A shift in fewer than 100,000 votes in five states would have tipped the 2020 presidential race in favor of Trump who would therefore now be completing his second, dreadful term in office rather than plotting his return to the location of his first ... The White House. That scenario would be like the Five Civilized Tribes putting their resources together to re-elect former President Andy Jackson to anything since he was the mastermind behind the taking of their ancestral lands in southeastern United States and moving them on foot for months during the re-settlement to current day eastern Oklahoma.
In summary I recognize there's a lot of angst in both major parties about the possibility of a Trump/Biden rematch in November 2024. I also believe that Biden would win that heads up match again, even more easily than his victory in 2020.
However, I also believe that a third party that pulls votes from the incumbent president cannot, in itself, garner enough to win, but surely could be enticing enough to give the MAGA monster a second term where his first order of business would be to have his vice-president, whoever that might be, pardon him for any previous felony convictions and there will likely be several.
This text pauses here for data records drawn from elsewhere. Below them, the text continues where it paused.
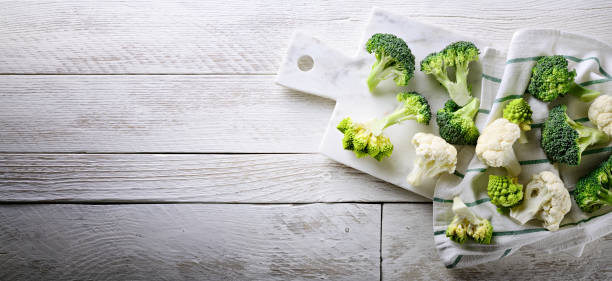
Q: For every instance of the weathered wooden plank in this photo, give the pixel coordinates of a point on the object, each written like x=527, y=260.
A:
x=160, y=113
x=273, y=178
x=408, y=253
x=81, y=36
x=190, y=242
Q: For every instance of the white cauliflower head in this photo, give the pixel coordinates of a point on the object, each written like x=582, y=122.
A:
x=494, y=146
x=546, y=199
x=600, y=113
x=433, y=157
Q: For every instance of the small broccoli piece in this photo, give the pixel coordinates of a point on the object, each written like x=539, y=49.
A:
x=593, y=190
x=368, y=139
x=467, y=224
x=551, y=79
x=504, y=191
x=393, y=59
x=519, y=112
x=458, y=55
x=564, y=140
x=456, y=123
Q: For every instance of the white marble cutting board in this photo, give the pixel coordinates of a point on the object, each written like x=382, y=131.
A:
x=342, y=78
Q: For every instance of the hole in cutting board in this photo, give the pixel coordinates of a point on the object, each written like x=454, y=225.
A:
x=305, y=63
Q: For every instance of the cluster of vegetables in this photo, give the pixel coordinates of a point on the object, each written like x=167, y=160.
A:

It's because of that doomsday possibility that I urge all thinking voters to not play with political fire, even though others appear willing to do so. Manchin can't win re-election in his home state of West Virginia and he knows it. Huntsman is a pleasant, but bland wealthy Republican former officeholder who earned his money the old-fashioned way ... he inherited it. Other pols of both parties, former governors or senators such as Lieberman, McCrory or Hogan, pretty much can see their careers in the rearview mirror and are hardly the kind of characters that would generate much grass roots people support or real money, which would be sopped up by, again, the Democrat and Republican parties.
The big givers on both sides of the ideological chasm that is so pronounced and deep in America today don't throw their millions around on marginal and longshot candidates. Yes, some will play the game right now of funding the No Labels Line, for whatever reasons, but when it comes to writing the big multi-million-dollar check for the likes of those mentioned above, the money class of this nation has better things to do with their loose change, primarily keeping their minions in Congress well fed, compliant to their needs and, of course, re-elected.
After all, why search in the bush for one more politician beholden to you when you already have 535 in hand?